Emendas constitucionais e diversas disposições legais puseram o pé no freio quanto aos requisitos para sua criação assim como relativamente à remuneração dos edis e prefeitos (despesa de pessoal tem o teto de 60% da receita do município). A frenagem deu certo: em 2020, há 5.570 municípios no país. Campeão de municípios: Minas Gerais (853). Não houve, contudo, marcha a ré. Nesses municípios há 56.398 mandatos de vereador em disputa. E mais de 500.000 candidatos inscritos! Não se sabe quantos “estão candidatos” só para constar ou para cumprir requisitos formais da lei.
Poder-se-ia mesmo pensar que “ser político” afinal não seria assim tão execrável como dizem por aí.
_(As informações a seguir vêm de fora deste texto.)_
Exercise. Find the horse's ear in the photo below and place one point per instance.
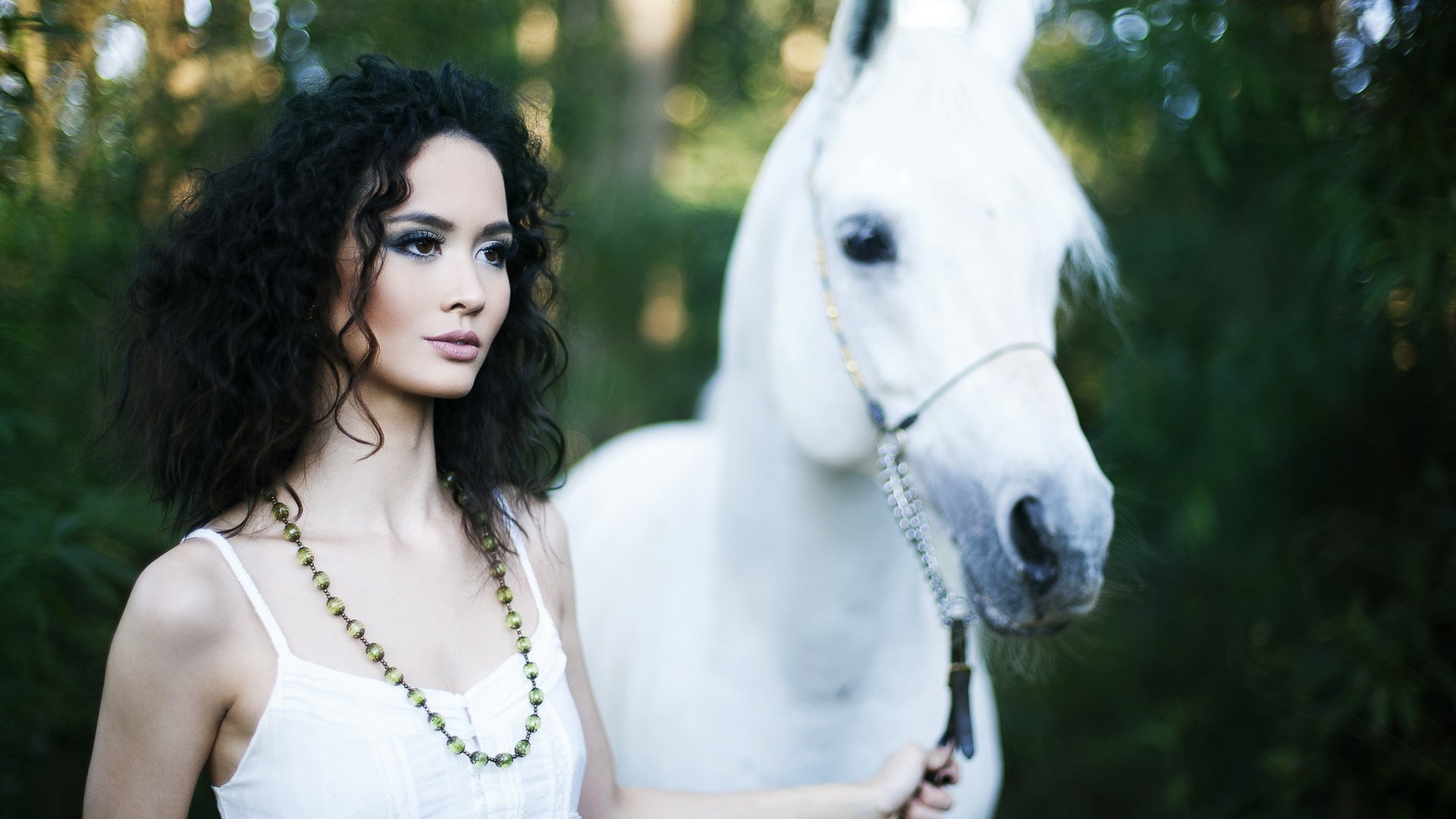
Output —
(1001, 31)
(858, 25)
Há dois problemas recorrentes, que exigem ainda reformas: moral quanto à função pública e política, quanto à concepção e funcionamento do município.
Um elemento da moralidade tem a ver com o uso dos (parcos) recursos públicos para pagar regiamente prefeitos e vereadores. O Brasil é um dos raros países do mundo em que, no nível municipal, os detentores de mandato eletivo são verdadeiros “funcionários” pagos como se estivessem em dedicação exclusiva.
O elemento político reside na necessidade de adotar uma concepção gerencial para a gestão do município [(obviamente com grau diverso de complexidade se se compara Serra da Saudade (MG – 786 habitantes) e São Paulo (SP – 12,2 milhões de habitantes)].
Na maior parte dos países mundo afora, exceto nas megalópoles (e mesmo assim com certos limites), vereadores – mesmo enquanto agentes políticos eleitos e investidos de mandato popular – atuam de modo benévolo, ad honorem. Continuam a exercer suas profissões respectivas e recebem somente um jeton mensal (por exemplo: na Alemanha, com 10.779 municípios, no máximo € 300/ mês [cerca de 310 dólares] por 60h de atuação; na Argentina, com 2.278 municípios, o valor oscila entre 100.000 e 160.000 pesos/mês, equivalentes a cerca de US$ 1.096 a US$ 1.754; na França, com 34.968 municípios, € 233,36/ mês [cerca de US$ 257] para participar das sessões). Sem penduricalhos.
No Brasil, dados de 2017 registram salários de R$ 5.261,39 a R$ 21.081,21, fora penduricalhos (que, por vezes, direta ou indiretamente, mais do que dobram o valor embolsado). Em dólar de 2017, algo em torno de US$ 1.660,00 a US$ 6.650,00.
Não seria o caso de se perguntar, já que há 61.968 mandatos em disputa, o que tanto atrai esse mundaréu de gente querendo ser vereador e prefeito? Plataforma para servir de degrau para os candidatos de 2022? Trampolim para “dar-se bem”? Entusiasmo pela causa? Amor, abnegação e dedicação à coisa pública?
Enfim – que nós eleitores pensemos bem em quem votaremos, e saibamos que nem sempre a escolha do mal menor é o bem maior. Depois, são quatro (ou mais) anos com a ‘tchurma’ instalada – e, cuidado!, grudam.
* Estevão de Rezende Martins, historiador, é professor emérito da Universidade de Brasília (UnB).